Start Packing Yesterday
- Pack as much as you can as early as you can. Think of what you use daily and weekly. Now start packing in the reverse order.
- Pack similar items together. This way you avoid running around the entire house during the unpacking process.
- Tape all of the seams on your boxes.
- Distribute weight evenly amongst boxes. Keep boxes under 50 lbs. each.
- Don’t overstuff boxes, leave some extra room at the top.
- Pack heavy items in small boxes. Tape the bottoms well.
- Wrap breakables in newspaper, bubble wrap, clothes, or towels. For the eco-conscience, pack with popcorn.
Sweat the Details
- Label your boxes as you pack with where they belong in your new home. Write FRAGILE in large type on boxes that contain breakables and valuables. Keep those boxes apart from the rest, so they can be loaded when appropiate. You may want to leave lamps, china, artwork and other fragile items for professional movers to pack.
- Tape cords underneath all electrical appliances and remove all lightbulbs from lamps.
- Tape will damage furniture, so avoid using it. Professional movers use belted straps to close unruly doors and drawers. Try cotton package string if you must do it yourself.
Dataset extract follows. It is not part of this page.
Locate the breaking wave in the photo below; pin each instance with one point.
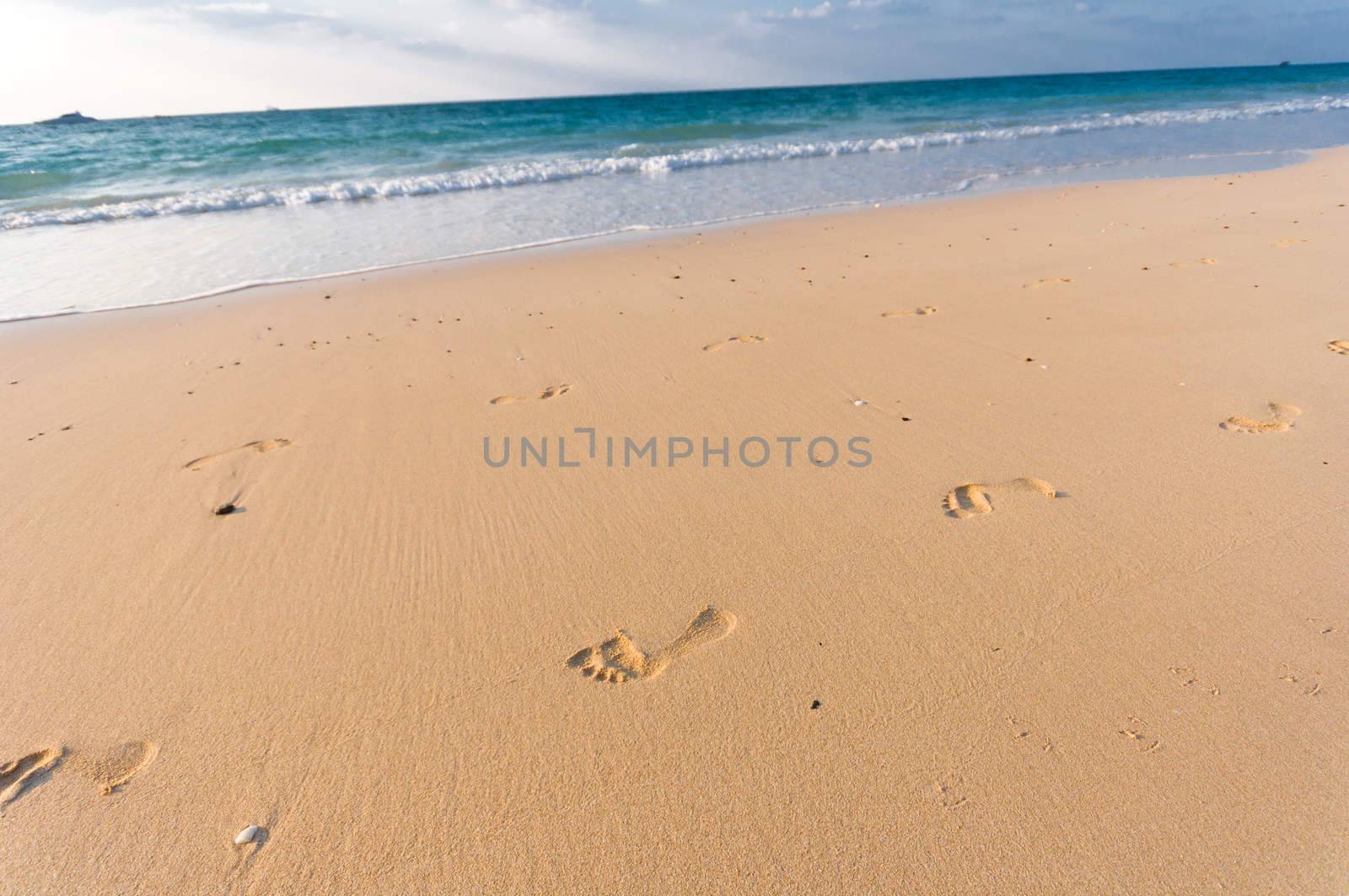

- Cover furniture with blankets or towels to protect against nicks and scrapes. Wrap glasses and tumblers individually (first with a sheet of tissue and than with normal paper. Store and transport them upright in a box padded with lots of bubble wrap or newspaper.)
- Be sure to separate valuable items such as jewelry, coins, and camera equipment. Handle their transfer yourself (a safety deposit box can be purchased if you’re concerned about losing things.)
- Collect all your important documents prior to the packing date (if you’re worried about them, put them somewhere safe or ask a relative to hold on to them until the move is complete.)
- Save space. Leave some clothes in your bureau or chest of drawers, but make sure it’s unlocked though (it may be necessary to open the drawers to get a better grip while moving.)
- Cover the corners of your paintings with several layers of cling film and wrap the whole lot in bubble wrap. Afterwards cover them with thick wrapping material and place it in a picture box.
Long distance move packing
- One of the most critical aspects of an long distance move is the quality of the packing. At TransCanadian Van Lines, we choose our packing staff and the quality of our materials with infinite care. As specialists in international moving, naturally enough all of our packing teams are fully trained and fully experienced in the delicate art of moving your valued possessions.
- All packing takes place in your home using only the best available materials. When our packers arrive the foreman will identify himself and take a short tour of the home with you, to identify any particular items requiring special care and to agree with you a schedule of packing that meets your needs, such as packing the beds last.
- All of the materials that we utilise are specifically designed to protect your effects whilet in transit. For example, all furniture is packed in 6 ply wax kraft paper blankets. A layer of corrugated cardboard on top of the blankets then additionally protects any polished furniture.
- We have a wide range of cartons available ranging from book, china, lampshade, parts boxes, picture, and linen to layflat wardrobes. In addition, we will use upright wardrobes for hanging clothing for sea or road moves.
- Fragile items such as china, glass and ornaments are individually wrapped in either “bubblepack”, acid free tissue paper or white paper (depending on the item) and then packed in double wall export cartons.
- Any item requiring specialist care such as antiques or paintings will be packed in internal wooden crates measured exactly to fit and protect the individual items.